Saturday 4 January 2014

Glastonbury: A Place apart




Glastonbury: Avalon of the Heart/ Isle of Apples


Like many people I have long had an awareness of Glastonbury, which in my case predates the annual (or is it biannual now?) music festival held by Michael Eavis on his farmlands. Indeed if we momentarily glance towards that festival, its strangeness when compared to the plethora of festivals now staged in these islands, is immediately apparent: this uniqueness, I would suggest, stems not only from the creative talents of the artists involved, but also from the place where it is situated; a sacred place the holiness of which has been recognised by its inhabitants for thousands of years; a place identified with Arthur and the Grail Quest; a place where even the topographical features shout out the hermetic maxim “As Above, So Below”. 

The long journey, temporally that is, which resulted in my wife and I standing on the summit of Glastonbury Tor, began some years ago, over the weekend of my First Stage Reiki attunement. On the Saturday evening I returned home, literally spaced out from the energies I had experienced during the attunement, and lay down on our sofa for a few moments. I had no sooner closed my eyes when I was immersed in a vivid vision of what I recognised as Glastonbury Tor; this seemed to last for quite a while before it subsided and I came back to something approximating my senses! I immediately commented on this to my wife and we both agreed that Glastonbury obviously was a place of significance for us, and that we should arrange to go on a pilgrimage there in the near future. Life however, as it has a habit of doing, intervened (or perhaps the time wasn’t quite right) whichever, it took us a few years to actually make our way there.

The Holiest Earth in England


When we did the journey was one filled with high anticipation; our spirits weren’t even dampened by the torrential rain which greeted us in Bristol, and which accompanied us on the coach journey through Wells to Glastonbury. However, as we arrived and turned onto the top of Glastonbury High Street, the rain ceased and the sun illuminated the town – a very auspicious portent: the sun stayed with us for our entire visit. The favourable omens continued when we sat down for lunch and started to browse a local free sheet, which included details of upcoming events in the town. We were staggered to discover that the author Paul Weston, who was probably my favourite esoteric author at that time, was giving a talk the next night, 20 yards from our B&B on Jose Arquelles, Quetzalcoatl and the path to 2012. [I highly recommend Weston’s work – a mix of esoteric history, popular culture and personal experience which resonates with me partly because we are the same age and seem to have a catalogue of similar interests and because of his limpid writing style; the book I had just finished before leaving for Glastonbury was his Avalonian Aeon: A Personal Occult Odyssey which is focussed on Glastonbury – a good place to start would be his book Aleister Crowley and the Aeon of Horus.] Needless to say we attended the talk which was fascinating – as was the atmosphere in the room: spirits teasing; the aural becoming aura; and the heaviness of  (k)now.
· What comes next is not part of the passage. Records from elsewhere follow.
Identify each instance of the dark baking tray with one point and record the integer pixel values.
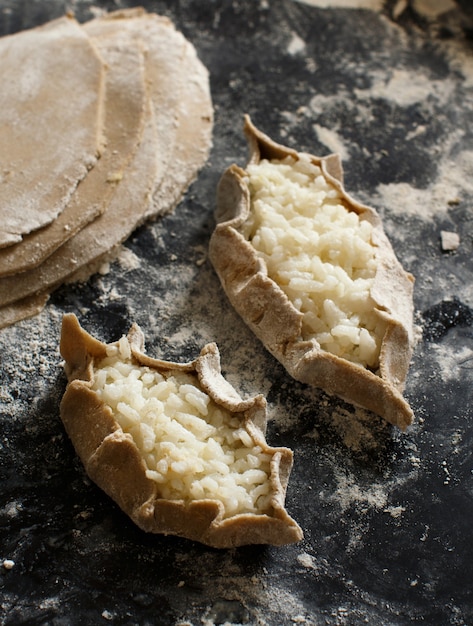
(387, 516)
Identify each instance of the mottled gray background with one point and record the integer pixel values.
(387, 516)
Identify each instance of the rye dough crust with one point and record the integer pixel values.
(277, 323)
(113, 461)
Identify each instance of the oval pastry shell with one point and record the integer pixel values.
(277, 323)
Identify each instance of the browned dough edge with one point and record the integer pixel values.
(275, 321)
(113, 462)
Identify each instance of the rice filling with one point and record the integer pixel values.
(319, 253)
(192, 447)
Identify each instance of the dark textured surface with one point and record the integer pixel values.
(387, 517)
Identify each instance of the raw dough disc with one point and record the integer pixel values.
(124, 104)
(50, 138)
(83, 253)
(177, 140)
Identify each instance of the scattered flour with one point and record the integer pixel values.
(406, 88)
(454, 179)
(374, 5)
(334, 142)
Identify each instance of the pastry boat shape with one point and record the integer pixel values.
(174, 445)
(312, 273)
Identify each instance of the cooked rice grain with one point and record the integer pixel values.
(193, 448)
(319, 253)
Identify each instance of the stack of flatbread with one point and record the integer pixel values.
(104, 125)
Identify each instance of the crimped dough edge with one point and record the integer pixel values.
(276, 322)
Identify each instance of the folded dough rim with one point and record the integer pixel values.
(276, 322)
(113, 461)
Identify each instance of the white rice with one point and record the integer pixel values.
(193, 448)
(319, 253)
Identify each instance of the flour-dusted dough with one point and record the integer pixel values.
(176, 139)
(183, 112)
(51, 115)
(273, 318)
(124, 111)
(96, 243)
(113, 459)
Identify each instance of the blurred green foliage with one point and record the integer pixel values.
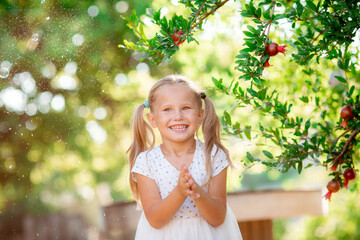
(53, 156)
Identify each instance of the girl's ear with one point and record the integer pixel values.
(151, 120)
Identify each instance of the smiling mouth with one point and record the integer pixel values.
(179, 128)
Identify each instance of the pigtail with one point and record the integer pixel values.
(211, 133)
(141, 142)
Goddess Dances in the Abbey Grounds


For me one of the leading practitioners and commentators on the Western Esoteric Tradition, along with the often maligned (usually from ignorance, seldom from good reason) Aleister Crowley, is Dion Fortune. Fortune lived in Glastonbury, beside the Chalice Well, between the Wars and wrote extensively about its mystical significance. Here is a short extract from her introduction to Glastonbury: Avalon of the Heart.
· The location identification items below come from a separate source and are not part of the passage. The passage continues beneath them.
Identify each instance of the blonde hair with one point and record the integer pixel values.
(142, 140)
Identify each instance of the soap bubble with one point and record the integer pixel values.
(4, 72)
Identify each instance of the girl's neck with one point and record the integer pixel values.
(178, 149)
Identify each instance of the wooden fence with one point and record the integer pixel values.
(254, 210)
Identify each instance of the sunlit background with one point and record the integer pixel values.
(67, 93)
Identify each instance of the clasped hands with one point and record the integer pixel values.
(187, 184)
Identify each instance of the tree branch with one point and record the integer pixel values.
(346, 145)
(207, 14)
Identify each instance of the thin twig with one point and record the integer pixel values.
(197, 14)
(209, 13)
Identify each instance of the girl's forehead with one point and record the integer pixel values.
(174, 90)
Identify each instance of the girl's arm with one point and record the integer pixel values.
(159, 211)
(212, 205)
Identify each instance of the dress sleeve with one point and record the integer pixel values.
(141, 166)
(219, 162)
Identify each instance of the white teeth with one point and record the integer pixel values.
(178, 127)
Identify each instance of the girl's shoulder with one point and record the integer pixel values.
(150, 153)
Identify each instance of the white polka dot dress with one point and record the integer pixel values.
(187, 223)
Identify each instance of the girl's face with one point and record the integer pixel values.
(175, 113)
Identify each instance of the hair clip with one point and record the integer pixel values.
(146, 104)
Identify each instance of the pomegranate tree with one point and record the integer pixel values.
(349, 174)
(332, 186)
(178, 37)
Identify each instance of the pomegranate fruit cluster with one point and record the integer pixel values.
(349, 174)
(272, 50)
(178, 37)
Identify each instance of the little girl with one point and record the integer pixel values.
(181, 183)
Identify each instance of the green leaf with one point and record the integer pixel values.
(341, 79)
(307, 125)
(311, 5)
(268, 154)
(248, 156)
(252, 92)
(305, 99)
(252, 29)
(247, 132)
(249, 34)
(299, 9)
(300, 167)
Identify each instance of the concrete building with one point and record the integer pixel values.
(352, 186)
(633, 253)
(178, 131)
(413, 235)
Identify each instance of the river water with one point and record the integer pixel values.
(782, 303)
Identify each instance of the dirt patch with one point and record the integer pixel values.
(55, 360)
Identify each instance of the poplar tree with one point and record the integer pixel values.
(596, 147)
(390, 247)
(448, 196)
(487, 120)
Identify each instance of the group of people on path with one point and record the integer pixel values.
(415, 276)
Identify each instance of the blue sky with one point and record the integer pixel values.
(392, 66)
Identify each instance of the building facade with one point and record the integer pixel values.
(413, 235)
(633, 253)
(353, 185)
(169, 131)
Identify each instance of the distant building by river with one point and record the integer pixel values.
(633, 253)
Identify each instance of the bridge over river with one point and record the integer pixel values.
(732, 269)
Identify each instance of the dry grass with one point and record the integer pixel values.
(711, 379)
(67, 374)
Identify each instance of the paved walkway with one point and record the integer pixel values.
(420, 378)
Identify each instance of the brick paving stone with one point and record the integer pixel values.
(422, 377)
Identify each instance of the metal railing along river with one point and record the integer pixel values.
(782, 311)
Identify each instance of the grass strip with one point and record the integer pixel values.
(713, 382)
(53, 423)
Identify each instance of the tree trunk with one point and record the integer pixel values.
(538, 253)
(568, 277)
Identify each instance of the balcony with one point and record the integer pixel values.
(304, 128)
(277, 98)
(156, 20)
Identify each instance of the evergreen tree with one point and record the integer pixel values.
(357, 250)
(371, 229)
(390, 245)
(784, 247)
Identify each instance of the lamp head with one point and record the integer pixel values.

There are many different roads leading to our English Jerusalem, ‘the holiest erthe in Englande’.We can approach it by the high-road of history […] or we can come to [it] by the upland path of legend.[…] There ia a third way to Glastonbury, one of the secret Green Roads of the soul – the Mystic Way that leads through the Hidden Door into a land known only to the eye of vision. This is Avalon of the Heart to those who love her.

For the threshold pilgrim, this is an excellent supplement to the more common or garden travel guides; helping you along the mystic way and pointing towards the threshold experiences, which are to be found in abundance.